Il parvint à se frayer un chemin parmi les prisonniers qui se pressaient devant le mur de pierres ajourées qui les séparait de la cour centrale. Des garçons d’écurie sortaient des chalicothères du corral et les attachaient par couple à des poteaux. D’autres serviteurs arrivèrent du château avec des provisions de route et entreprirent de seller les montures. Huit d’entre elles eurent droit à un harnachement décoré de bronze et à un équipement guerrier qui indiquait qu’elles devaient être réservées aux soldats.

— Apparemment, dit une voix amusée tout près de Claude, ils ne pensent pas qu’il sera utile de nous garder pendant le voyage… (C’était Basil, l’Alpiniste, qui observait les préparatifs avec le plus grand intérêt.) Ah ! Voilà l’explication ! Regardez comment ils ont modifié les étriers.

Des chaînes de bronze y avaient été ajoutées. Elles étaient étroitement enveloppées de cuir et suffisamment lâches pour ne constituer qu’une entrave supportable une fois attachées aux chevilles du cavalier.

Le sellage prit quelque temps et le soleil commença à décliner derrière le château. Il était maintenant évident qu’ils allaient voyager de nuit. La chaleur du jour, dans la savane, devait être difficilement supportable. Une escouade de quatre soldats conduite par un officier portant une courte cape bleue entra dans l’enceinte. Les soldats étaient coiffés de casques de bronze léger et ils portaient une cuirasse par-dessus leur short et leur chemise. Leur armement était composé d’arcs à poulies complexes, de lances de vitradur et de glaives. Les prisonniers reculèrent devant eux et l’officier s’adressa calmement à l’assistance :

— Vous tous, voyageurs, écoutez-moi ! Nous allons partir sous peu. Je suis le captal Waldemar, chef de la caravane. Pendant la semaine qui suit, nous allons apprendre à nous connaître. Je sais que certains d’entre vous ont passé des moments pénibles, avec cette chaleur, à attendre ici que le contingent soit au complet. Mais bientôt cela ira mieux. Nous allons faire route vers le nord. Notre but est la ville de Finiah, où vous pourrez enfin vous fixer. C’est une cité agréable et il y fait nettement plus frais qu’ici. Nous allons couvrir environ quatre cents kilomètres en quatre jours. Pendant les deux premiers jours, nous voyagerons la nuit pour traverser la région chaude, ensuite, dans la Forêt Hercynienne, nous voyagerons à nouveau durant le jour.

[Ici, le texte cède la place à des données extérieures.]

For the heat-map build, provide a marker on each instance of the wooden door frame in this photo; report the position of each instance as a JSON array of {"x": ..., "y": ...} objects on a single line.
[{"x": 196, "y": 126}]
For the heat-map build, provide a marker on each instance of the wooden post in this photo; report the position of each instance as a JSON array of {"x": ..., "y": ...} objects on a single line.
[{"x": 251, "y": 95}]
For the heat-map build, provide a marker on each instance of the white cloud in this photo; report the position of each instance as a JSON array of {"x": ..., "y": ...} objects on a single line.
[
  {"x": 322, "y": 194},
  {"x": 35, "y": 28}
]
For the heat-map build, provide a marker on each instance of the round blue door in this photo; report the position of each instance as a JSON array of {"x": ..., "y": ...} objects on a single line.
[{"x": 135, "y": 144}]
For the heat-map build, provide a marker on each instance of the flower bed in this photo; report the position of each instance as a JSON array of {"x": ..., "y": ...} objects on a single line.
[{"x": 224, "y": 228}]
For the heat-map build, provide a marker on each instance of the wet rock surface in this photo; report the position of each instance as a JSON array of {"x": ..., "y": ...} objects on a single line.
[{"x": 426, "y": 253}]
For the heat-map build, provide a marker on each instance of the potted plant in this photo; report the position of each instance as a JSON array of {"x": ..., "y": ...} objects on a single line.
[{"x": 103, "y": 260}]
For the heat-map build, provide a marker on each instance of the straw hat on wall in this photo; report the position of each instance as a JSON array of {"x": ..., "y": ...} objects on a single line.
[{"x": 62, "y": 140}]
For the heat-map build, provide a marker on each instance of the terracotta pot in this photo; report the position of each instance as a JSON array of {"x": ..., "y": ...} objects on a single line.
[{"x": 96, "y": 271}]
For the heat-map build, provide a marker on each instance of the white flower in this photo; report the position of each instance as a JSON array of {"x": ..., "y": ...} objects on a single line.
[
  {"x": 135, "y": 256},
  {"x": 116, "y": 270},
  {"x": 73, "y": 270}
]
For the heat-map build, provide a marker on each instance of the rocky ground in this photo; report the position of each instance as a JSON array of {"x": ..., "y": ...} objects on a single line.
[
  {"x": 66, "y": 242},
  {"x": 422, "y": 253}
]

» A présent, écoutez-moi bien ! Ne nous créez pas d’ennuis et tout se passera bien, vous aurez droit à de bons repas à chaque étape. Mais si vous foutez le bordel, vous serez rationnés. Et si vous me mettez vraiment de mauvaise humeur, alors là vous ne mangerez plus du tout. Ceux d’entre vous qui pensent à s’enfuir devraient penser un peu à tout ce zoo fossile qui va nous guetter tout au long de la route. Ici, les chats ont des dents de sabre et ils sont plus gros que des lions, et les hyènes feraient peur à un ours grizzly. Les sangliers sauvages ont la taille d’un bœuf et ils vous arrachent une jambe d’un coup de dent. Je ne vous parle pas des rhinos et des mastodons qui peuvent vous écrabouiller sans même vous avoir vu. Ni des dynothériums, des éléphants avec des défenses comme des socs de charrue. Ils adorent jouer avec les gens et danser sur leurs miettes. Cinq mètres de hauteur à l’épaule… Et si vous réussissez à échapper aux gros méchants, vous tombez sur le menu fretin. Les ruisseaux sont infestés de crocos et de pythons. Les bois sont remplis d’araignées avec des corps gros comme des pêches et des crocs de vipères. Et si aucun animal n’a votre peau, les Firvulag vous attendront au tournant. Pour jouer avec votre esprit jusqu’à ce que vous deveniez fou ou que vous creviez d’horreur.